Looking at the graph, it may seem that a couple of topics are lagging but we did some more work on this and found that interest is as much a function of topic content creation as it is readership in over two thirds of cases. In short, we need to up our game on certain topics. Where to from here?

This analysis provides us with a couple of interesting problems. Do we mail out 5.6 pieces to every person? No - that doesn't make sense and would likely annoy our readers. But we can start by sending a digest based upon the most popular topic areas so that we reach a good number of our readers. But we plan on going much further.

We believe that what people want is information that matches their real world interests at the time they want to see it. To that extent, we are investigating how we can use machine learning to help both discover and deliver the information that REALLY matters and at the right time. This will not be a easy process and we will rely upon our most avid readers as the test bed for working this out. We have numerous questions to answer on this topic and are working with a service provider to determine not only if our immediate needs can be met but whether the operation can be fully automated and then fine tuned.

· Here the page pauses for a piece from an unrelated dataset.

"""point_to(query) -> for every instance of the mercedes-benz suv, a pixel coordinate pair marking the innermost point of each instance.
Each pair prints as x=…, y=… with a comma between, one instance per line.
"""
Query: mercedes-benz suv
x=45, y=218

For our part, we have to continue driving content to where people want us to go. That process is under way and we are already seeing good results from certain proprietary in house process we are working upon. What does all this mean?

We anticipate moving from hand curating content delivery to an automated system that is overseen by our content curators. We will measure, test, measure and test until we've got this right. This will take time but we firmly believe the investment is worthwhile to both ensure that we continue to drive great content to a readership that gets value. If we do that, then everyone is a winner. What we won't be doing is slavishly following popular content ideas because we know that popularity at a point in time is more often a function of the consumer world than it is of the business world. We also know that perceived popularity takes you down an ad driven model which we already believe is a zombie economy. It would be a massive distraction for us and wholly at odds with what diginomica stands for.

In the meantime, if you are not a subscriber then we strongly suggest you consider this an opportunity to save both time and effort. That's what those subscription buttons are about. For those who would like even more than the digest, please check out the topic links. I produced a wee video on this the other week which should cover all the bases.

We're going to start delivery in earnest after next week. Let's see how that goes.

For those enjoying the Easter break - have a fab time; for the rest of us? There's always the weekend to look forward to.